Além disso, a psicóloga aponta como forma de combate à
essa violência a educação sexual, pois objetiva dar suportes para a
criança entender a situação como uma violência e se defender, e não
antecipar a sexualidade.
Legislação
A criminalização
do aborto “decorre da proteção do direito fundamental à vida, se
estendendo à embrionária”, como explica o defensor público Adriano
Leitinho, titular da 3ª Vara da Infância e Juventude, mas salienta que
esse direito “nunca é absoluto”. “Ele está sujeito a exceções quando em
face de outros direitos fundamentais: como a proteção da vida da criança
vítima do estupro”, pontua.
O aborto é legalizado no Brasil em
apenas duas situações, conforme o artigo 128 do Código Penal: “quando a
vida da gestante está em risco ou quando a gravidez é decorrente de um
estupro e seja da vontade dela por fim à gestação”, frisa Leitinho.

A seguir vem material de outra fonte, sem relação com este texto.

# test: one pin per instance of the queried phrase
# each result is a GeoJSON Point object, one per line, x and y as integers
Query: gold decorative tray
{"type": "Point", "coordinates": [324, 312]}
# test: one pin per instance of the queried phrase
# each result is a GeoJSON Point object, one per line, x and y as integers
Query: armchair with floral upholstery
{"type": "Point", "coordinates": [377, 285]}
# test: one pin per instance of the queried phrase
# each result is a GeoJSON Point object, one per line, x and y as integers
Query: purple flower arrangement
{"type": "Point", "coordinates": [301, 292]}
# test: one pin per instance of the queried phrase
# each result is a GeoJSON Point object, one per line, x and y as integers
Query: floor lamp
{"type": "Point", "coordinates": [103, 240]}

No
caso de meninas entre 10 e 13 anos de idade, por exemplo, qualquer
relação sexual é considerada estupro de vulnerável, independentemente da
situação em que ocorreu.
O G1 solicitou ao Tribunal de Justiça do
Ceará (TJCE) o número de decisões judiciais relacionadas a abortos
legais no Ceará, bem como o tempo médio de cada uma delas e que
protocolo é adotado nestes casos. O órgão informou que, “por não existir
filtro que indique especificamente o assunto referente a aborto legal,
não é possível a extração dos dados solicitados”.
À Secretaria da
Saúde do Estado (Sesa), foi solicitada entrevista com representante
sobre a realização desses procedimentos, quais protocolos adotados pela
pasta para os pedidos de aborto legal, se há algum tipo de assistência
após a realização, e se existe algum trabalho de prevenção à violência
sexual no Ceará, no entanto a reportagem não conseguiu contato.
Também
foi solicitado ao Conselho das Secretarias Municipais de Saúde do Ceará
(Cosems) entrevista com algum representante sobre os casos de abortos
de crianças e adolescentes nas cidades do interior, e sobre se e como é
realizado algum trabalho de prevenção à violência sexual em cada
localidade, mas a assessoria de comunicação informou que a conversa não
seria possível até o fechamento desta edição.